ARM also wants to grow its market share in digital TV to more than 60% "over the next several years" from around 35% at present, Mr. East said.

"Over the next few years, things like digital TVs, hard disk drives, microcontrollers, that's a market which really is about execution. We've done quite a lot of the development work, we rely on our semiconductor partners to take us into those markets, and we need to work with them and keep them enabled," he said.

ARM expects the microcontroller market to grow to around nine billion units by 2015 from five billion units last year. Mr. East said the microcontroller market will benefit from an increased awareness of the need to cut energy consumption. He said the devices can be used in products such as motor control, adding that electric motors can be twice as efficient with intelligent controls.

In the longer term, Mr. East said the company is also looking at data centers and the server market, although it currently has no software infrastructure for the server market, which is dominated by its larger rival Intel Corp. Mr. East said entering the server market is a long-term proposition that wouldn't generate revenue until 2014 or 2015 but if ARM's technology can halve energy consumption then consumers will want to switch to ARM-designed chips.

For the immediate future though, ARM expects smartphones to continue to be a major growth driver for the company. Industry players expect the smartphone market to grow by around 40% this year, Mr. East said. Mr. Score added that it is "still early in the smartphone wave," as smartphones currently account for less than a third of all mobile phones, a figure that is expected to exceed 50% in five years.
Six billion units of ARM-based chips were in the marketplace last year, a figure which is expected to rise to between seven billion and eight billion units in 2011, Mr. Score said.
ARM, whose microchip blueprints can be found in most mobile phones, including Apple Inc.'s blockbuster iPhone, also expects to benefit from the inclusion of its chip designs in tablets, such as Apple's iPad, although Mr. East said the tablet market is dwarfed by the smartphone market.
While the stronghold that Apple's iPad has on the tablet market is expected to continue this year, Mr. East said Google's Android platform will prove to be a "serious challenger to the iPad" in coming years.

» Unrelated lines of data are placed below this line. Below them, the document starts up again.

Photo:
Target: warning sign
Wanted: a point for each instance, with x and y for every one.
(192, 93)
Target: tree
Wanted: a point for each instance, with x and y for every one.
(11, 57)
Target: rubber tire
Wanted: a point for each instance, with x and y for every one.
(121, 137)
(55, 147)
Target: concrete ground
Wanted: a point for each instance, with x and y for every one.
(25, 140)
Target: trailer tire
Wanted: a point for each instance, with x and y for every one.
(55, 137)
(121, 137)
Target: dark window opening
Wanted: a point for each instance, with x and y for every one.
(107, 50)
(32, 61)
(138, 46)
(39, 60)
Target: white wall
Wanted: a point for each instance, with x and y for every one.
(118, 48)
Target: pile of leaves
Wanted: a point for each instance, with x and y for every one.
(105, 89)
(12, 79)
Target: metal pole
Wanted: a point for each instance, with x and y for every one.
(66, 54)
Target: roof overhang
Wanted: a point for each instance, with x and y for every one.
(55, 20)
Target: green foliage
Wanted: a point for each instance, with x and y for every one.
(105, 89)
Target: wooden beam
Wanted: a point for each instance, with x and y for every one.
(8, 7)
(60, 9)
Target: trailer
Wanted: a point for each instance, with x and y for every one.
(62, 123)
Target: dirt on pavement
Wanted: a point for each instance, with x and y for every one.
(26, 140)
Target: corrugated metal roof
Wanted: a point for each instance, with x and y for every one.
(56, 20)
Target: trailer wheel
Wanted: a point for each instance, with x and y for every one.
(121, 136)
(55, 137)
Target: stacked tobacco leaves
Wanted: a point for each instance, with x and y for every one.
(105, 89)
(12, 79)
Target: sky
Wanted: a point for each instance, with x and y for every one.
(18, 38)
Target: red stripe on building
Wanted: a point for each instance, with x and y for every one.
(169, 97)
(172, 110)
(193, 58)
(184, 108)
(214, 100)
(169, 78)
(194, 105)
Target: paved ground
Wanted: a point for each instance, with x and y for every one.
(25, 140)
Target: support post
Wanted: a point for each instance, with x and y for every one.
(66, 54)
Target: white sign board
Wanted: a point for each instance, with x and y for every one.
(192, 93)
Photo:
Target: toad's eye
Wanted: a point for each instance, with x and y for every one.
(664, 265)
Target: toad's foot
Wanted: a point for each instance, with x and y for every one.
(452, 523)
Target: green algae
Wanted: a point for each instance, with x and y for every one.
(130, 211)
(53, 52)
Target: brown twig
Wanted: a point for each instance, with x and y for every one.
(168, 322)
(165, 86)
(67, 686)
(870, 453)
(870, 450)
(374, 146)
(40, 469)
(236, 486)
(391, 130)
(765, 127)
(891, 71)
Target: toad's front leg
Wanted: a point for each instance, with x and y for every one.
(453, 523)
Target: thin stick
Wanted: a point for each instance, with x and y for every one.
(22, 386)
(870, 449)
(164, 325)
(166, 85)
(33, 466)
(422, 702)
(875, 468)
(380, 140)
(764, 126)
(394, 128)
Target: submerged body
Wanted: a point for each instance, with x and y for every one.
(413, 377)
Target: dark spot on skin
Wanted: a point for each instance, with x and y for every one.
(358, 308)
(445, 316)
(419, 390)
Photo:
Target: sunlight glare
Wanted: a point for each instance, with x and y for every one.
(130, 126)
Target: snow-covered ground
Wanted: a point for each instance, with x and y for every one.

Mr. Score said that ARM hedges against the U.S. dollar on a rolling one-to-two quarter basis because around 95% of the company's revenue and half its costs are in dollars. If the pound is trading around $1.60 "life is fine," if it moves to around $1.40 the group will "get a boost," but if it goes to $1.80 to $2 than it will hurt the company, he said.

Mr. Score wouldn't comment directly on persistent takeover rumors, but noted that ARM's business model works best as an independent company.